Today, one of our fears came to reality. We had been told over the last few days that a feeding tube may be inevitable but we hoped, prayed, and encouraged our little girl through each feeding and somehow managed to make almost all of them in the amount of time they allotted. But today, at her 8:00 feeding, she was just so listless and sleepy they she couldn’t get the last 15mL down. She’s a really hard baby to burp too. So I called Marcus and Kehlani’s nurse explained everything really well to us and we decided to go ahead and do it. 

One of the biggest struggles with being here, is that we don’t really have a lot of “say” in how Kehlani is medically treated. Up until now, we haven’t been given any options (other than the post-birth vaccinations and shots). But when it comes to the NICU, they just do what is normal protocol- and I understand why. I’m not a doctor. I don’t know how to keep my baby alive at this age. But that’s been incredibly difficult since we are used to having full control over Kai’s well-being and health care. With Kehlani, it’s more like we are being told, “This is what we are doing. Period.” So with this feeding tube, it’s been a big stressor and struggle for us all weekend because we kind of felt like we might have a slight choice in the matter. It has also been a struggle only being able to have one of us here at a time so if there is a decision to make, we have to use Facetime or a phone call to be “together.” 

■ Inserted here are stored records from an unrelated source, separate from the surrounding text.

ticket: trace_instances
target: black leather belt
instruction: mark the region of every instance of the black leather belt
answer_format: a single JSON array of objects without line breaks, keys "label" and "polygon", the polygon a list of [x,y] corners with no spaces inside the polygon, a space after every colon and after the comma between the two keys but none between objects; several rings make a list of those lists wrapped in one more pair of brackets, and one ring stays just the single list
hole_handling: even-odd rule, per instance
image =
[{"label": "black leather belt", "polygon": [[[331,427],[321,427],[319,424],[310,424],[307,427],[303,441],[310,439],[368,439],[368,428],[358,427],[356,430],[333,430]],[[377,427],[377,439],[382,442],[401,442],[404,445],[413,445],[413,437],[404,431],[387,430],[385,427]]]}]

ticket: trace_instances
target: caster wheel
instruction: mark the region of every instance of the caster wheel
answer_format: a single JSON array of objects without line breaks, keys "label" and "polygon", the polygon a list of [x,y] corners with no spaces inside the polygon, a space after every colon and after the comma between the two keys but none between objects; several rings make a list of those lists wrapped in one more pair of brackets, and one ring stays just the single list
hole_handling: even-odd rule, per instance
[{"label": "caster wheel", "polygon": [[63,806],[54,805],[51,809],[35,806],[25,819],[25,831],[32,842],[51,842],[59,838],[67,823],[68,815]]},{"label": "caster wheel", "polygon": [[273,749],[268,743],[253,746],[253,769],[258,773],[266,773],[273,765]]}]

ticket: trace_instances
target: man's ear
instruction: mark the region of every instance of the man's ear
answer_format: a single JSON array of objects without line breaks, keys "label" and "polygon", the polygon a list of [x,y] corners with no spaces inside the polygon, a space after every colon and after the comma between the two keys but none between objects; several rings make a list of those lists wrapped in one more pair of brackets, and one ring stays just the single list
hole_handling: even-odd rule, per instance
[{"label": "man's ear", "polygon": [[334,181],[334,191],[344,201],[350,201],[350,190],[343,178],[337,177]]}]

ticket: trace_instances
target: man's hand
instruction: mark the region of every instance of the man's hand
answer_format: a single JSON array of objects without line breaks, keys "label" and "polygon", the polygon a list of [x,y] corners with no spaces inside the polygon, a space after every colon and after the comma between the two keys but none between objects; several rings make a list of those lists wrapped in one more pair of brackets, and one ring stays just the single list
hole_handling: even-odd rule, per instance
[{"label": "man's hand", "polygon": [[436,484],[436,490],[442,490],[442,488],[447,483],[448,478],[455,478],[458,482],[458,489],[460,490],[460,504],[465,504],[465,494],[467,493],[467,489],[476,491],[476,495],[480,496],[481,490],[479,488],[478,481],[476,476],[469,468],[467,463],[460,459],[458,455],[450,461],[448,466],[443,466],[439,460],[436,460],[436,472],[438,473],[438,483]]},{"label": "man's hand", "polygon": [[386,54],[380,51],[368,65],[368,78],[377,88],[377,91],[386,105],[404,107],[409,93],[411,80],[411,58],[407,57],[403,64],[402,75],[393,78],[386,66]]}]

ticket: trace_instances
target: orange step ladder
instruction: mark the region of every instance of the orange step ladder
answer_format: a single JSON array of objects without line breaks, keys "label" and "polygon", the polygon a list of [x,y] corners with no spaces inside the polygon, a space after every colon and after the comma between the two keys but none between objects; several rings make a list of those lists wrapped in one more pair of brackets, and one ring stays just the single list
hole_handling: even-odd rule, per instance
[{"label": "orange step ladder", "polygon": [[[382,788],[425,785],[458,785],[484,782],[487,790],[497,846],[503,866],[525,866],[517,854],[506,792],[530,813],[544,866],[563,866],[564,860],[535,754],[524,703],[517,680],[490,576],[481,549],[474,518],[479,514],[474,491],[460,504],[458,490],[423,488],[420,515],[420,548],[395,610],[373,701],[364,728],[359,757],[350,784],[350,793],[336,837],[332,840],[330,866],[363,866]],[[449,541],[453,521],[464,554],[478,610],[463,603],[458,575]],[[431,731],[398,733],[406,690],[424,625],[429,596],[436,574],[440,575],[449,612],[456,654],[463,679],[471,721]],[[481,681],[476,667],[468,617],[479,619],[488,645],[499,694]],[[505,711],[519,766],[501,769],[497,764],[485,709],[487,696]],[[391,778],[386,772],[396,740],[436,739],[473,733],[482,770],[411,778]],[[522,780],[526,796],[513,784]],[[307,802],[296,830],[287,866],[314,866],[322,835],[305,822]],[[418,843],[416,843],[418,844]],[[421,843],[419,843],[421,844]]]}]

Another huge struggle with having a preemie in the NICU, has been the fact that we can’t be in two places at once and Kai is struggling with her whole world being turned upside down (or just “upside” as Kai would say), in the the time of one evening BBQ. I didn’t come home after the BBQ for 3 nights and that really caused some depression in her. My first time home with her was an incredible struggle because I just wanted to lay and cuddle her, reading books but I also had things that needed done, like laundry, pumping, cleaning, and food prep. My parents, Grandma Jeanne, and close friends have given us an amazing support system and Kai has been able to spend time with different friends when my mom and Grandma can’t. We are forever grateful to everyone who has and has offered to help us out during this difficult time. My dad even painted Kai’s toenails on Father’s Day :). Thank you everyone… for the prayers, the support, and helping Kai get through this time with more smiles than tears!